Talk Shows Blasted: House Speaker Newt Gingrich (R-Ga.) accused daytime TV talk shows Monday of contributing to "an increasingly ignorant culture," adding his name to a growing list of public figures critical of the popular programming. A former history professor, Gingrich told a college audience that the ill effects of bad TV and bad schools are pushing America into a major cultural crisis as the country grapples with highly disciplined economic rivals such as Germany, Japan and China. "If you were to look at the five most popular talk shows in America in terms of television, and look at the level of ignorance and misinformation which substitutes for learning, you would understand better why we are an increasingly ignorant culture," Gingrich said.
Great Moments in PR: The TNT network is ballyhooing the fact that it will bring Faye Dunaway and "Sunset Boulevard" "together at last" this Thursday starting at 5 p.m. Well, not exactly. Dunaway will host a showing of the CableACE-nominated "Inside the Dream Factory," a historical look at Hollywood. That will be followed at 6:30 p.m. by the classic 1950 film, "Sunset Boulevard," starring Gloria Swanson and William Holden. Dunaway had been scheduled to star in the stage version of "Sunset Boulevard" at the Shubert Theater in 1994 when producer Andrew Lloyd Webber dropped her from the show, saying she could not meet the vocal requirements of the role.

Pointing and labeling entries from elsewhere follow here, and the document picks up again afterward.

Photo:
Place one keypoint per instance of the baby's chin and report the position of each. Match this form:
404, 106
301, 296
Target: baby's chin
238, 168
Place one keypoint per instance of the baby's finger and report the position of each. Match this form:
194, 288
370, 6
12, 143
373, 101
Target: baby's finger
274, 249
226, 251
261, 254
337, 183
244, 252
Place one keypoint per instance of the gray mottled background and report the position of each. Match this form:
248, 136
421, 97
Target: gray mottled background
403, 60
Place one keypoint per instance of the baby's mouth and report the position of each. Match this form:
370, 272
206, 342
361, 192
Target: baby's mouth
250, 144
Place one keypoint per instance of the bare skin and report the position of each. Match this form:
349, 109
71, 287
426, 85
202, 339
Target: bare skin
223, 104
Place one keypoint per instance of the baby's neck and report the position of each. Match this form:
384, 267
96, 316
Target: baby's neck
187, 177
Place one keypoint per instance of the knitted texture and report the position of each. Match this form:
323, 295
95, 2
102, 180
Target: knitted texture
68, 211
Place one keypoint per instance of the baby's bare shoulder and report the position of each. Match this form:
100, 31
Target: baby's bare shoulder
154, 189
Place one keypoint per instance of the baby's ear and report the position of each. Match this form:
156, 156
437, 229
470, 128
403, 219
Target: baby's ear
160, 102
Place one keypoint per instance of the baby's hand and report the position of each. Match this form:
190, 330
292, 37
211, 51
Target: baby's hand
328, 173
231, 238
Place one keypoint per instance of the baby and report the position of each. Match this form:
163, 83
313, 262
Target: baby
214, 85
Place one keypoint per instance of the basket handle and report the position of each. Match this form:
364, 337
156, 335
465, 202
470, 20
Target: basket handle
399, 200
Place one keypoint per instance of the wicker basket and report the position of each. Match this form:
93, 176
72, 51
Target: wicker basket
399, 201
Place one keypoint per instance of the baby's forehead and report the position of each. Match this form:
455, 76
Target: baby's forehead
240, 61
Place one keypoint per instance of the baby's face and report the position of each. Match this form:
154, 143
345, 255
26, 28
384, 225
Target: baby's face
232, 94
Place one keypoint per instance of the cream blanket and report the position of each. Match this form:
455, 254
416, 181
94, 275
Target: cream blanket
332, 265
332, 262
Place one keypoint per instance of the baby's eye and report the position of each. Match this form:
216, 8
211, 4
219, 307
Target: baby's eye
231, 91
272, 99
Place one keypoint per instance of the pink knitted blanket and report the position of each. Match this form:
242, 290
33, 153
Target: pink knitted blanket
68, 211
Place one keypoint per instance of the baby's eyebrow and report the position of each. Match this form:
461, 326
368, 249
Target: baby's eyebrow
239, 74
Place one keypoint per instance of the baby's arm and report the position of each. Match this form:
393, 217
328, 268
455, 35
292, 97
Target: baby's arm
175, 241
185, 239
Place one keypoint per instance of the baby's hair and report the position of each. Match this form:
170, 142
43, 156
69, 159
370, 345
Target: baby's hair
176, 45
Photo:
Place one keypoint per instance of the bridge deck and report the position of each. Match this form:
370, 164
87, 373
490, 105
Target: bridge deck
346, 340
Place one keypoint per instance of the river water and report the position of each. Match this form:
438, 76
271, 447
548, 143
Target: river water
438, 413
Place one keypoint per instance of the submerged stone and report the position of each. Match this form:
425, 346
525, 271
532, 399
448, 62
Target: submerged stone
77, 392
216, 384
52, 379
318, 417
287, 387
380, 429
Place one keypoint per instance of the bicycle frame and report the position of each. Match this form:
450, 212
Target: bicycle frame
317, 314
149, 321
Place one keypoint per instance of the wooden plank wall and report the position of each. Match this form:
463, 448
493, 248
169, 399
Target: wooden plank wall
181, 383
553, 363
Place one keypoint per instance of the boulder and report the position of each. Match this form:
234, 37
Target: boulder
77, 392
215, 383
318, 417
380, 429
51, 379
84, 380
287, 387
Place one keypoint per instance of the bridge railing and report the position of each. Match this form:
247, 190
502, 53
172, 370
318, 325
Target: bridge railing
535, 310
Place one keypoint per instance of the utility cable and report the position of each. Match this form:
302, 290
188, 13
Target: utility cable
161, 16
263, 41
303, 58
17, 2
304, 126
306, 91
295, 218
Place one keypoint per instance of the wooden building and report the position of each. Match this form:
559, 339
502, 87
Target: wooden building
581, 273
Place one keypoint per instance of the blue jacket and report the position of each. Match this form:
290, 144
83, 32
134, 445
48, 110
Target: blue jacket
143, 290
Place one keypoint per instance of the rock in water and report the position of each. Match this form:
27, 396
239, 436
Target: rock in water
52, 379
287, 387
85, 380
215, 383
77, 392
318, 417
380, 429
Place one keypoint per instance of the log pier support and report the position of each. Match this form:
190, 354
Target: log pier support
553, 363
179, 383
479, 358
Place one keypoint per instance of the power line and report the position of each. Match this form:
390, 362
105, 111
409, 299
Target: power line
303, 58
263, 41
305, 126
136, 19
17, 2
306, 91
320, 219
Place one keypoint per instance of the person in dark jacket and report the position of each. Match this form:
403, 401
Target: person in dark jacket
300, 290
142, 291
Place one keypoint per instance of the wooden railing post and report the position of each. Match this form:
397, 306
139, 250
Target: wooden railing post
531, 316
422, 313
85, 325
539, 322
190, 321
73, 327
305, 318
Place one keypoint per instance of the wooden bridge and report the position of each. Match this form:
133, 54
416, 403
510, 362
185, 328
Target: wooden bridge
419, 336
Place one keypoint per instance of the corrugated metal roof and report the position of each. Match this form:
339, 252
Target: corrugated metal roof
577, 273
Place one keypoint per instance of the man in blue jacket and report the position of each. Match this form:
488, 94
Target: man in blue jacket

Dunaway sued Lloyd Webber for more than $6 million and the dispute was settled out of court early this year. But, don't expect Dunaway to shed any "Sunset" light during Thursday's TV stint. In her current autobiography, "Looking for Gatsby," Dunaway devotes a one-page chapter to the incident, reprinting the joint press release she issued with Lloyd Webber, followed by: "The terms of this settlement prevent me from any further comment on the matter."
The Lehrer Hour: Public television's newly constituted "The NewsHour with Jim Lehrer," minus the newly retired Robert MacNeil, focuses heavily on California this week with news teams visiting San Diego today, Los Angeles on Wednesday and UC Berkeley on Thursday. Discussions will center on local conditions and reactions to the Bosnia crisis.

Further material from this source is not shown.